Eventually, I was diagnosed with an eating disorder and spent much of my teens in and out of various treatments. These years of neglect and pain left me unable to know what I, and more importantly, my body needed. And boy oh boy has it been a long old road back. In the subsequent years, I have repeatedly lost touch with my body. Fully detached, it had become a completely separate entity, and I was very skilled at ignoring it.

 

And why am I telling you all this? Because the rave saves. I can’t pin my whole recovery on nights out and bush duffs. I would not be where I am today without my family, friends, therapists, health professionals. Talking, learning, disassembling and questioning are all key parts. But my goodness, has dance been healing. 

 

Arguably, nothing has healed my relationship towards my body more. Discovering that the way my body looks means nothing but discovering the way she moves was everything. Dancing (specifically free-form, open-floor, 3am, hardcore dancing, probably to techno) brought me back to myself, to love the way my body feels the music, how it responds, how it ripples out. To love the way my body is an expression of feeling, of sound.

 

And what I have observed, in those moments in the midst of a set, questions bouncing around my noggin, is that so many others are blindly in love with dancing too. We’re all pulled to the way the music makes our bodies feel.

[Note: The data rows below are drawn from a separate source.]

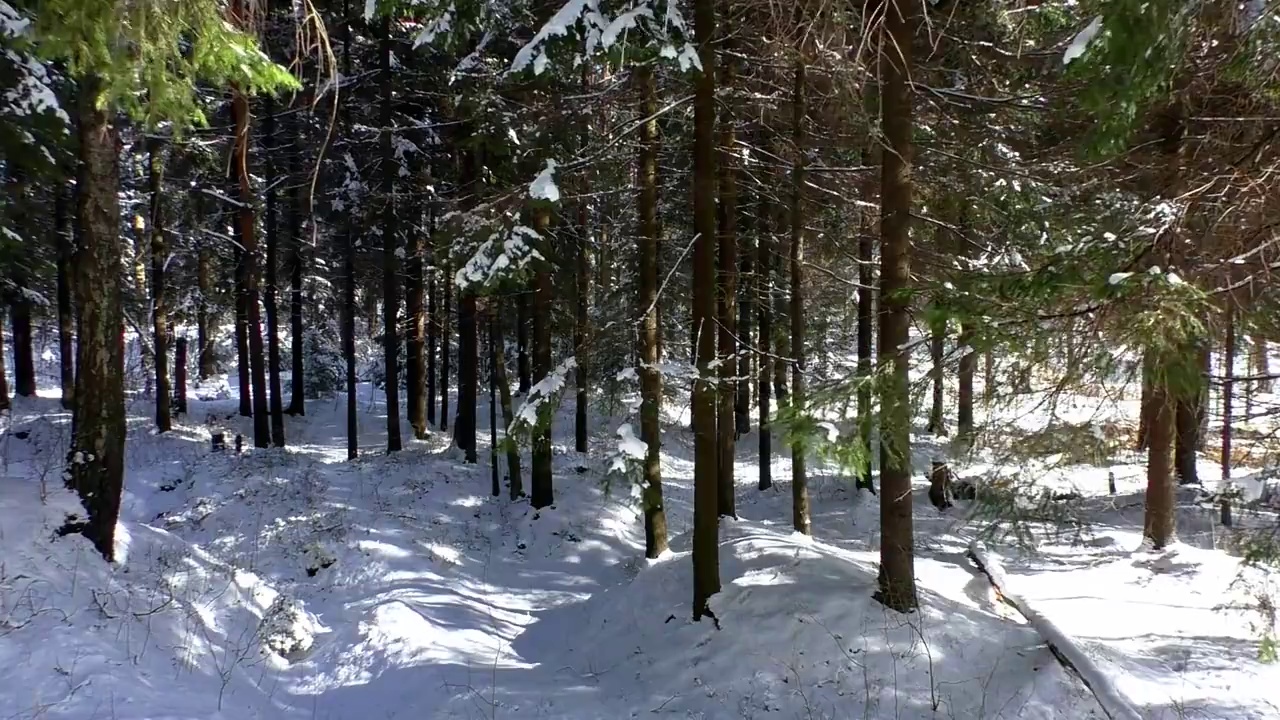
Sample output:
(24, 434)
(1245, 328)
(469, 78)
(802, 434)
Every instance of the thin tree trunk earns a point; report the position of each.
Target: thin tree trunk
(433, 318)
(1228, 392)
(799, 482)
(159, 292)
(391, 240)
(705, 477)
(248, 238)
(208, 359)
(650, 378)
(179, 376)
(272, 290)
(726, 311)
(95, 465)
(522, 365)
(937, 351)
(540, 470)
(1159, 520)
(415, 351)
(348, 265)
(493, 406)
(513, 477)
(65, 310)
(764, 370)
(897, 547)
(23, 345)
(293, 218)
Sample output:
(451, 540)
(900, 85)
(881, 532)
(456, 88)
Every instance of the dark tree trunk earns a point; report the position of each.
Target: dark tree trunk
(522, 365)
(764, 372)
(726, 311)
(95, 464)
(23, 343)
(897, 551)
(293, 219)
(447, 281)
(272, 291)
(248, 238)
(650, 378)
(391, 238)
(581, 326)
(65, 310)
(540, 472)
(179, 376)
(208, 359)
(705, 454)
(937, 351)
(242, 369)
(159, 292)
(433, 318)
(348, 265)
(513, 477)
(1159, 520)
(799, 482)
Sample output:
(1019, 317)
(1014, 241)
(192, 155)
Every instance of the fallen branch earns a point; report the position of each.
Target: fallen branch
(1069, 654)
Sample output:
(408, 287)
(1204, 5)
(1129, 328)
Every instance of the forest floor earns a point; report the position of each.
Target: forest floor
(293, 584)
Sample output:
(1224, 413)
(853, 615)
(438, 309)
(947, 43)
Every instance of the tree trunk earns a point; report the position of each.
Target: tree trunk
(540, 479)
(415, 351)
(1228, 391)
(726, 311)
(159, 292)
(799, 482)
(272, 291)
(295, 213)
(4, 381)
(391, 263)
(1159, 519)
(705, 477)
(447, 281)
(208, 359)
(179, 376)
(522, 367)
(937, 351)
(581, 324)
(348, 265)
(897, 552)
(23, 341)
(766, 364)
(650, 378)
(95, 463)
(65, 310)
(433, 318)
(513, 478)
(248, 238)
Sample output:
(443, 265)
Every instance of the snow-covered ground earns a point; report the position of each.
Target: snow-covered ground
(291, 583)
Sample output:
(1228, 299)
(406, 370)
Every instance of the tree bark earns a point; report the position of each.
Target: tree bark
(650, 378)
(65, 310)
(540, 481)
(705, 477)
(515, 482)
(897, 561)
(159, 292)
(293, 219)
(726, 310)
(272, 291)
(799, 482)
(391, 263)
(95, 463)
(1159, 519)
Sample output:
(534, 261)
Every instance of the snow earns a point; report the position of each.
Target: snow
(1080, 42)
(289, 584)
(544, 185)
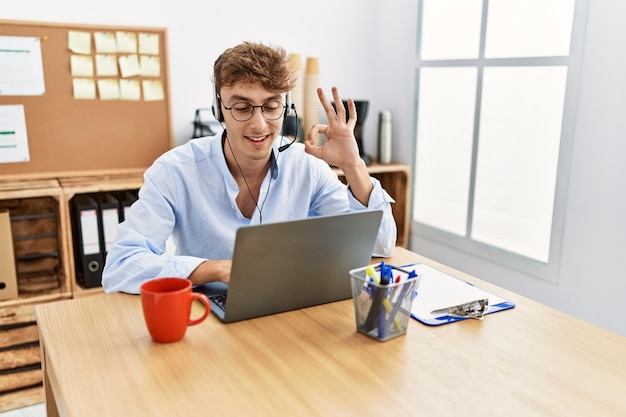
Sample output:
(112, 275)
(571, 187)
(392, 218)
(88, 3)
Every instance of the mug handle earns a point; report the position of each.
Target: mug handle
(207, 307)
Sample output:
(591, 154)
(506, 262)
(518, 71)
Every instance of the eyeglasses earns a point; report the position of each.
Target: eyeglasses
(242, 112)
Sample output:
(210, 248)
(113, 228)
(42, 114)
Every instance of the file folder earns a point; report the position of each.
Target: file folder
(126, 199)
(108, 219)
(8, 275)
(439, 291)
(88, 257)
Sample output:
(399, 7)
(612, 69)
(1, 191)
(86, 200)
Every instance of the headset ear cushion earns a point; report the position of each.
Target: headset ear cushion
(289, 106)
(217, 112)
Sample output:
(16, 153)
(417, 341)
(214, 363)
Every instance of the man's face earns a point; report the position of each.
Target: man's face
(253, 138)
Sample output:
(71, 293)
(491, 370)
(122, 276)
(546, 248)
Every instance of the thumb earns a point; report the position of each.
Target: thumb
(310, 148)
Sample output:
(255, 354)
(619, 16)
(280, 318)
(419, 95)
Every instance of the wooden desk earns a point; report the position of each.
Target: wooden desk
(530, 361)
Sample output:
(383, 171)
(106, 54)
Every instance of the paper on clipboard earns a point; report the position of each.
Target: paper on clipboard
(438, 290)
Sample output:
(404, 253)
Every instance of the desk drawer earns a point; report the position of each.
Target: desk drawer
(20, 358)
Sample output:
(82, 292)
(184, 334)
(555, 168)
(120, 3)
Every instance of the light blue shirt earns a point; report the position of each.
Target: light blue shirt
(189, 194)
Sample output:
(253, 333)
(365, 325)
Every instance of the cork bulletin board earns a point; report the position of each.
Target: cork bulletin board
(68, 131)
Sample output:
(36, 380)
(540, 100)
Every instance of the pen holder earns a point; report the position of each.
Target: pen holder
(383, 310)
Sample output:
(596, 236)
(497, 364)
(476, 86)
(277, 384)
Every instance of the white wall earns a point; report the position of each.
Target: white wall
(367, 49)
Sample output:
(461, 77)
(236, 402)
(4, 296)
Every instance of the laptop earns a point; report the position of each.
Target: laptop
(286, 266)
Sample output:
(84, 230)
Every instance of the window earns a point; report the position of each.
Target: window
(496, 93)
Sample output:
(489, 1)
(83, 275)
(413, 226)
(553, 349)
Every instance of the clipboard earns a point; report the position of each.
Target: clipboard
(438, 290)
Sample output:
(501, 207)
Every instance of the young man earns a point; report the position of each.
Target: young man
(201, 192)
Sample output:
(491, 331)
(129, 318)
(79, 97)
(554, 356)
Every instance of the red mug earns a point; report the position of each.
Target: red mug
(166, 306)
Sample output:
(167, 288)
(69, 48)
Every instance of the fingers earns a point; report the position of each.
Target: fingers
(338, 112)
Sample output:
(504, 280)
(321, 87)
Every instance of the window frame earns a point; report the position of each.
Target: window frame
(547, 271)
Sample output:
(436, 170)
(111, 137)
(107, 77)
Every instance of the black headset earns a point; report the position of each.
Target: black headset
(217, 105)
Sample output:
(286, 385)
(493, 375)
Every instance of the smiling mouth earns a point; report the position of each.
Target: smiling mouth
(257, 139)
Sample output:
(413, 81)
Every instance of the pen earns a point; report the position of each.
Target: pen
(394, 312)
(375, 310)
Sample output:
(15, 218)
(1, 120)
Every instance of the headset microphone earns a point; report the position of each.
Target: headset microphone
(295, 137)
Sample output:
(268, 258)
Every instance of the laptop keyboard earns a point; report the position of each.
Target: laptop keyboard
(219, 300)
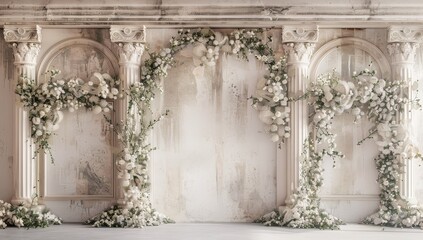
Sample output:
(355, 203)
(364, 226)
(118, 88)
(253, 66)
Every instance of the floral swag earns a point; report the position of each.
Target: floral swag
(46, 101)
(382, 103)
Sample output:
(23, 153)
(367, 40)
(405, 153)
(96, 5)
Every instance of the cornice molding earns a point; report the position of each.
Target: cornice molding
(306, 34)
(127, 34)
(21, 33)
(238, 13)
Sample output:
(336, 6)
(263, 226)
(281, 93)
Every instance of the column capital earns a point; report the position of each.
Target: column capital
(299, 52)
(130, 40)
(21, 33)
(127, 34)
(404, 34)
(26, 53)
(130, 53)
(300, 34)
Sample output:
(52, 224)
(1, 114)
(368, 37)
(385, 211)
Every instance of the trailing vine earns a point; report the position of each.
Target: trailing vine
(382, 103)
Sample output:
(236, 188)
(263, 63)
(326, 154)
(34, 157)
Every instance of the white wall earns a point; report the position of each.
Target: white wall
(214, 162)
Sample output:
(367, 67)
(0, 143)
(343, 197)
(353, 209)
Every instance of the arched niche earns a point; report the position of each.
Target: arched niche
(346, 48)
(71, 55)
(352, 183)
(83, 146)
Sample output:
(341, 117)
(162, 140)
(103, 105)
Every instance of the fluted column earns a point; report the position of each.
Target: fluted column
(25, 41)
(130, 40)
(298, 44)
(402, 45)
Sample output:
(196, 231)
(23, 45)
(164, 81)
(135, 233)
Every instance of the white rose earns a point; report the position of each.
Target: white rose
(275, 137)
(36, 120)
(125, 183)
(97, 109)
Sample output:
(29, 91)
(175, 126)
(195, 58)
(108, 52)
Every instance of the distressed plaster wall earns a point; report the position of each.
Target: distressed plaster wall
(214, 162)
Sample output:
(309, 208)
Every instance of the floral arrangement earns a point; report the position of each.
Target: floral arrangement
(303, 210)
(22, 216)
(136, 210)
(46, 101)
(382, 103)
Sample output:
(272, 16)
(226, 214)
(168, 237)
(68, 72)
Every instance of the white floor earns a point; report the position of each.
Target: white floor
(206, 231)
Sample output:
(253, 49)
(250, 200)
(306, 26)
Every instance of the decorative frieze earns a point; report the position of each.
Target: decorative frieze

Not our brains, not our minds, but our bodies. That sweet release from the relentless demands on our brains, permission to move in ways the rest of our lives does not permit, a moment of embodiment in a world that leaves us dis-embodied. A moment to heal, to say hello to our limbs, listen and respond.

 

And so my question:

 

“Why are you here?” 

 

Whether you’re someone who likes to move to the beat or not, you’re here because it makes you feel something, something in your body. 

 

And I thank you rave, you helped heal me.